Emergência energética “pode durar até dois anos”, antecipa Elisa Ferreira

Comissária europeia sinaliza que "todo o projeto europeu pode estar em causa se não houver reequilíbrio interno" entre os estados-membros. "Portugal não é um país fraudulento" na gestão dos fundos.

A emergência energética na Europa pode durar até dois anos. O cenário é antecipado pela comissária europeia para a Coesão e Reformas, Elisa Ferreira. Ainda assim, a dirigente portuguesa acredita que os objetivos a médio prazo para a redução das emissões até 2030 não estão em causa.

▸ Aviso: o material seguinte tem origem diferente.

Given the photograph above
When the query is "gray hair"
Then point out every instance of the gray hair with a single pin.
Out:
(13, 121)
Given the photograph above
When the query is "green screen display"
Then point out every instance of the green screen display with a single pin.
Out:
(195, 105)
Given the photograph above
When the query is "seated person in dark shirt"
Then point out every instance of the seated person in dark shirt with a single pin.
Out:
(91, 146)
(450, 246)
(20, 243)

“Faremos um ajustamento [energético] de dois anos sem pôr em causa os objetivos de médio prazo. É uma questão de bom senso”, adiantou Elisa Ferreira nesta sexta-feira, durante uma conferência organizada pela CNN Portugal dedicada aos fundos europeus, na Alfândega do Porto.

A comissária de origem portuguesa destacou que “a invasão da Ucrânia precipitou a agenda [energética], sobretudo para países que dependiam muito do petróleo russo“. Países como a Alemanha e a Áustria reabriram de centrais a carvão perante o corte nas importações ao petróleo russo.

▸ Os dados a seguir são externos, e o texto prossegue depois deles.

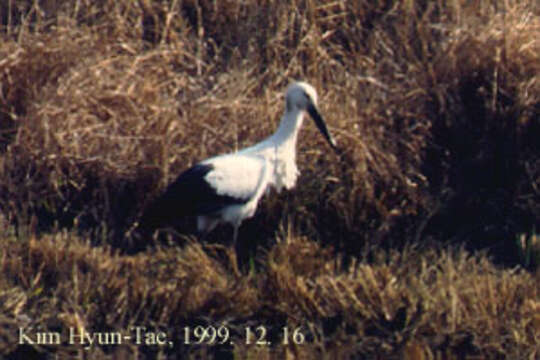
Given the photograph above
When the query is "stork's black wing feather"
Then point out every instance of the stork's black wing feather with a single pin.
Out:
(190, 194)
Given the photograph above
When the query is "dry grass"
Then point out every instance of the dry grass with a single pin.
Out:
(435, 105)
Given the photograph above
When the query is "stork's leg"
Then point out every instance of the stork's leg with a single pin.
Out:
(232, 251)
(235, 235)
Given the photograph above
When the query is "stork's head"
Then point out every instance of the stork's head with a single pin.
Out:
(302, 96)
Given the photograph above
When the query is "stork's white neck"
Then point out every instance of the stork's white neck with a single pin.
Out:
(287, 131)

Ainda na área energética, Elisa Ferreira assinalou que a União Europeia tem de virar-se para o sul e o oeste da região. “Podemos desbloquear acessos de energias renováveis e fontes alternativas de gás por gasodutos”, referiu, exemplificando que Portugal e Espanha “estão a desenvolver um agenda, com as ligações à Argélia e norte de África”.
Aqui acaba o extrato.